Easter in Malta

Procession Good Friday

The image above is the last statue to be carried through the streets of Haz-Zebbug in the Good Friday procession but more about that later.

I came back to Prague last Tuesday after spending two weeks around Easter in Malta with Ann and her family. And for the last 5 days my parents joined us as well. It was again a really nice trip and great to see Ann and her family.

I’ve just finished uploading all my pictures and this time round Ann and I shot a lot of video that I hope to turn into 3-4 different videos. All that takes time but the videos will eventually come up over the next couple of weeks.

I’m used to celebrate Easter with bunnies, colored eggs, “gækkebreve” and with an Easter egg hunt as the highlight of the Easter dinner. Most of these Danish traditions have little if any religious content. This is in contrast to Malta where Easter, as the most important feast in the Roman Catholic Church’s calendar, is celebrated in many unique and colorful ways.

On Maundy Thursday we eat Qaghaq ta’ l-Appostli (the apostles ring bread) a sweet white ring of bread. I think it’s to represent the last supper (correct me if I’m wrong). For Easter these breads are sold everywhere from the back of cars and in the shops.

Qaghaq ta' l-appostli

There are also some sweets called Figolli which I will spend a whole blog post on some other day and Kwareżimal which are one of the few sweets that is suppose to be eaten during lent.
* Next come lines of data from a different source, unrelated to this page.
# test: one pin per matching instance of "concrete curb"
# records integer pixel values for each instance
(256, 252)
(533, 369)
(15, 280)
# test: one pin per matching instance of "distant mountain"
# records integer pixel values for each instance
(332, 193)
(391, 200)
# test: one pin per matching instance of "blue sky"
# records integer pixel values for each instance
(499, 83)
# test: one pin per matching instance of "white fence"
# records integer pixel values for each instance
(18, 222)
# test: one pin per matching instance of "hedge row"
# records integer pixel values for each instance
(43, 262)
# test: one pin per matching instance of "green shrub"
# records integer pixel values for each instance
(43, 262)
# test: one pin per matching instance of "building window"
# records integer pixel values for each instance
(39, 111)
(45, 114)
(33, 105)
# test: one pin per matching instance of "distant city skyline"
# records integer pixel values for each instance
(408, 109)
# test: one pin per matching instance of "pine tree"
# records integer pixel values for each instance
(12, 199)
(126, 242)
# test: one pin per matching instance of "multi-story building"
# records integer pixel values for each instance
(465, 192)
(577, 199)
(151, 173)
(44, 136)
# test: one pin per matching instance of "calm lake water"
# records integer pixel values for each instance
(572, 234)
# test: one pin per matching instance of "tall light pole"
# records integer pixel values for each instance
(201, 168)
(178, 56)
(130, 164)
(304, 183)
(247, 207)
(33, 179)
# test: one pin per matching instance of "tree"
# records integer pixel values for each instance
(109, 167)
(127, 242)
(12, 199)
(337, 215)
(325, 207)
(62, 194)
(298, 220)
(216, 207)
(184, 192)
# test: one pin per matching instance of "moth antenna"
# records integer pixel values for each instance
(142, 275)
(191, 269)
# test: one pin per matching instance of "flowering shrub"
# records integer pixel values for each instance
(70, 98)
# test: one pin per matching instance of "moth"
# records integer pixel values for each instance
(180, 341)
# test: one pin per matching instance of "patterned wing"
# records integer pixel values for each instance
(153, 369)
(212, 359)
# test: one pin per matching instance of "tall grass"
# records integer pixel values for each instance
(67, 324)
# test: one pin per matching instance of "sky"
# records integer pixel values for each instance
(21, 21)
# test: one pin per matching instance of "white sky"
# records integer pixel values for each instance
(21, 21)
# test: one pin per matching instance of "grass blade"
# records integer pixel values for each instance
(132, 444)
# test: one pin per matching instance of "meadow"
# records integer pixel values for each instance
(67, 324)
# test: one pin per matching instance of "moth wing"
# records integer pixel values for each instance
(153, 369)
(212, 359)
The night of Maundy Thursday a lot of Maltese people go out and visit seven different churches or go in of seven different doors of the same church saying seven different payers. So there is a lot of people in the streets as the towns are buzzing from people strolling around. In the churches the main cross and alter is covered or removed and instead the attention is directed to a side-alter where a display with a halo/sun as the centerpiece is made for this event.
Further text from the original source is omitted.